Como já se disse bastante, não foi por acaso que a bossa nova surgiu no final da década de 1950, quando uma lufada de otimismo soprou no país, insuflando também o cinema, o teatro, as artes visuais.

A bossa nova é uma invenção de João Gilberto, e Tom sempre ressaltou isso. Mas são suas as melodias que embalaram aquele enlevo nacional. Elas nos projetam num estado de encantamento que não soa apenas individual, mas cívico.

Entretanto, ainda que sem jamais perder a ternura, Tom também tocou e chorou o país das décadas seguintes. "Sabiá", "Olha Maria", "Matita Perê", "O Boto", "Saudade do Brazil", "Passarim", "Borzeguim" e mesmo "Águas de Março" são canções do exílio físico (em parte feitas ou gravadas nos EUA) e existencial.

Villa-Lobos
O Brasil que, em nome de um suposto progresso, destrói a si mesmo (os bichos, as terras, as águas, os índios, a inteligência, a civilidade, sua riqueza cultural) é mostrado nessas e em outras músicas.

Em se tratando de Tom, os lamentos não se dão com raivas e ruídos, mas em monumentos de beleza, nos quais convivem angústia e placidez. É nítida e significativa a influência de seu ídolo Villa-Lobos.

Tal como nos anos dourados da bossa nova, mas em outro registro, aponta-se o caminho do país –e o fim do caminho.

"Sabiá" tem letra de Chico Buarque e "Olha Maria", de Chico e Vinicius de Moraes. Os 20 anos da morte de Tom vêm se somar a efemérides dos seus parceiros: os 70 anos de Chico em junho passado; o centenário de Vinicius em outubro de 2013.

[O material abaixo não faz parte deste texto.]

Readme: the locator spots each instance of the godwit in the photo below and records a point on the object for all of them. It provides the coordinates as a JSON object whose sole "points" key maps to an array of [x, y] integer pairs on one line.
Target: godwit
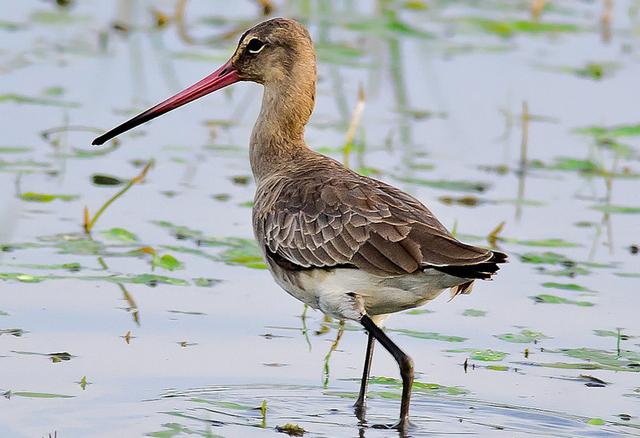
{"points": [[352, 246]]}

São três arquitetos da delicadeza, da memória, do amor (não só o dos casais). Não se pode pensar ou sentir o Brasil sem eles. Não se pode, sem eles, pensar ou sentir o que o Brasil deveria ser.

A morte precoce poupou Tom, pelo menos, destes tempos de ódio e intolerância, paradoxalmente alimentados por um sistema de aproximação entre as pessoas, que é a internet.

Nada pode ser mais antijobiniano do que o ódio e a intolerância.

E nada mais jobiniano –e desvairadamente utópico– do que continuar acreditando na delicadeza e no Brasil.